Your rim is supported all the way around by the tension in your spokes. The tension in each spoke can be increased or reduced by tightening (anticlockwise) (A) or loosening (clockwise) (C) the spoke nipple, effecting the short section of the rim to which the spoke is attached. Alternate spokes are attached to opposite sides of the hub. Tightening a spoke that leads towards the right-hand side of the hub will move the rim toward the right (B); loosening this spoke will allow the rim to move toward the left. Truing wheels is about adjusting the tension in each spoke, so that the rim runs straight with no side-to-side wobble. This process is not the magic art that it’s often made out to be – as long as you’re careful about three things:
- Spend a little time choosing the right spokes to adjust. Spin the wheel and watch the rim. Identify the section of the rim that is most bent – you may be lucky and have one single bent zone that you can concentrate on, but if the wheel is really buckled, you’ll have to estimate where the centreline should be.
- Working out which direction to turn each spoke nipple is really tricky at first. Use the photo (left) as a guide. Watch the rim as you turn the nipple. If the bulge gets worse rather than better, you’re turning the nipple the wrong way.

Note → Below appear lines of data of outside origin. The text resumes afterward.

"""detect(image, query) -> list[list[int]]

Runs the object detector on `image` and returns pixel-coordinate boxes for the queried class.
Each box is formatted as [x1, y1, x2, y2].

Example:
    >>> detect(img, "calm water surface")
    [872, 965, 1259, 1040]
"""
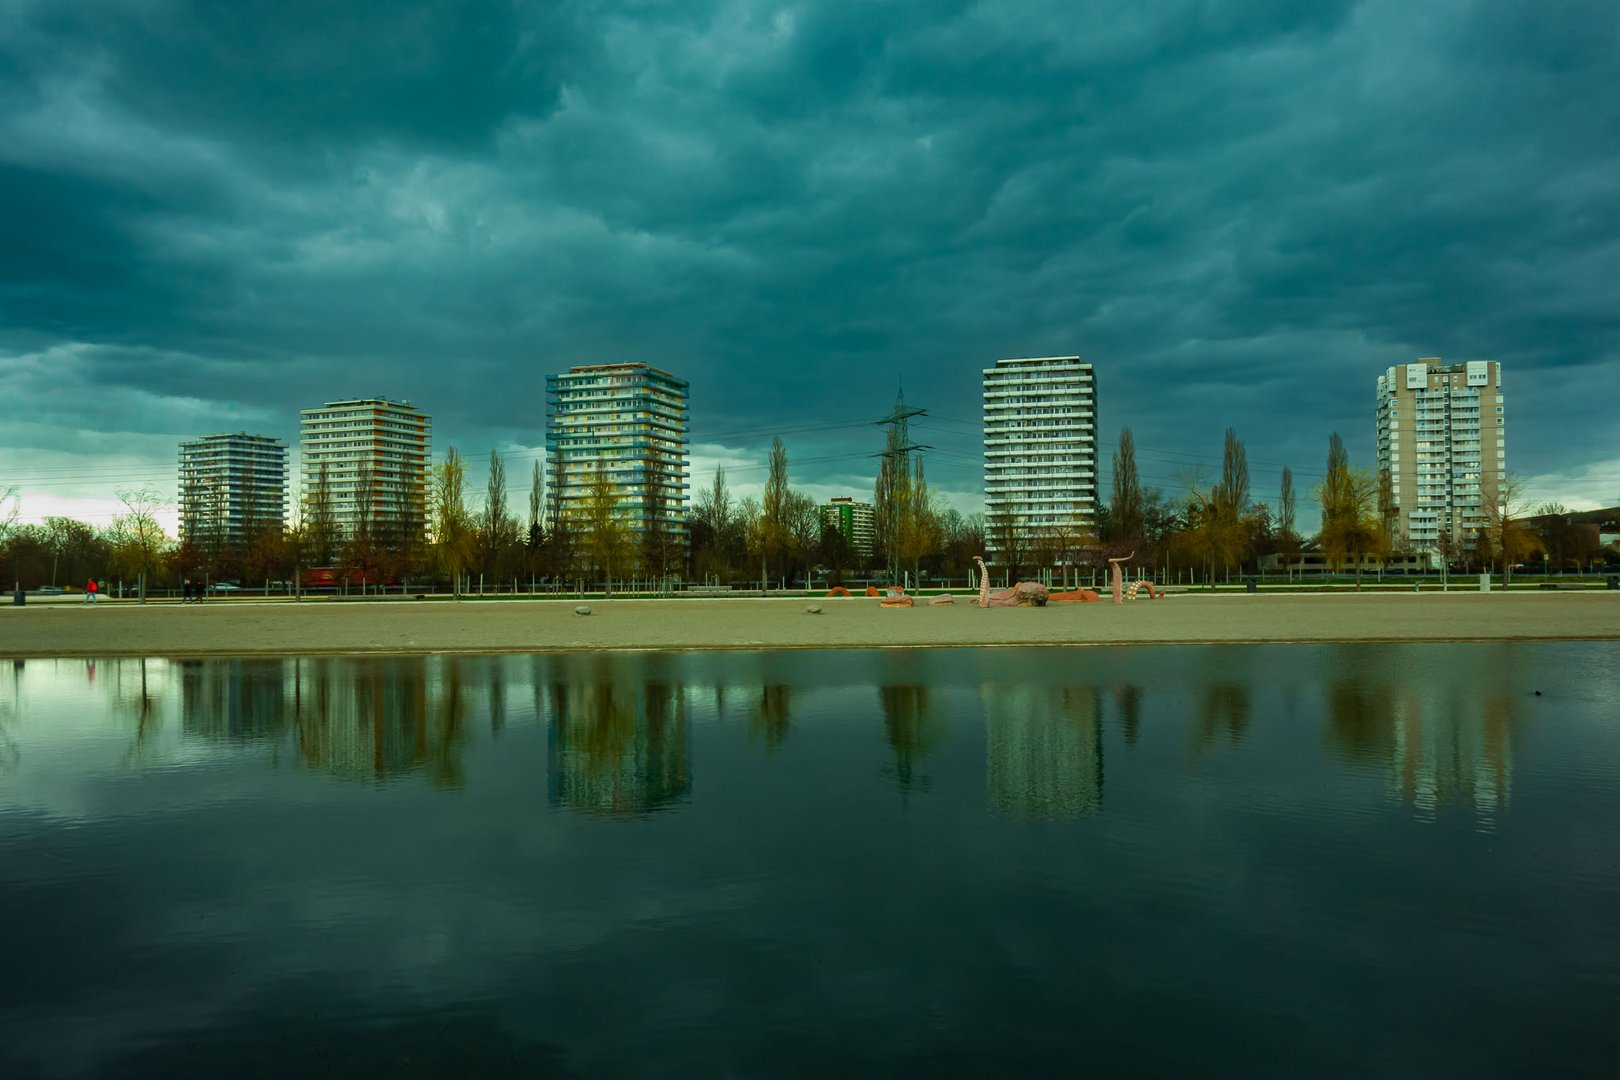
[2, 644, 1619, 1078]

- Adjust the tension in each spoke in tiny steps. It’s much better to work a quarter of a turn of the nipple at a time. Cranking the spoke key around in whole turns is a recipe for disaster. Adjust a quarter-turn, check the effect that you’ve had on the rim, go back and repeat if necessary.
When to beat your wheel
There is an urban myth that you can straighten bent wheels by banging them on the ground, hard, at the point where they’re bent. This myth is responsible for generations of gullible cyclists taking a slightly distorted wheel that could have been saved and beating it into a wreck.
The problem arises because there are, in fact, limited circumstances in which beating a wheel is worth a go. First, it must have a specific shape it must look like a Pringle crisp, with exactly four evenly spaced bends, two in each direction. Second, the distortion must have been caused very recently. And third, the wheel must spring back into shape with exactly one firm tap. You will have a much higher chance of success (although, obviously, this takes all the fun out of it) laying the wheel flat on the ground and standing on the two high points. But don’t try anything forceful at all. It usually doesn’t work and is likely to make things worse – and more expensive to fix when you do get home.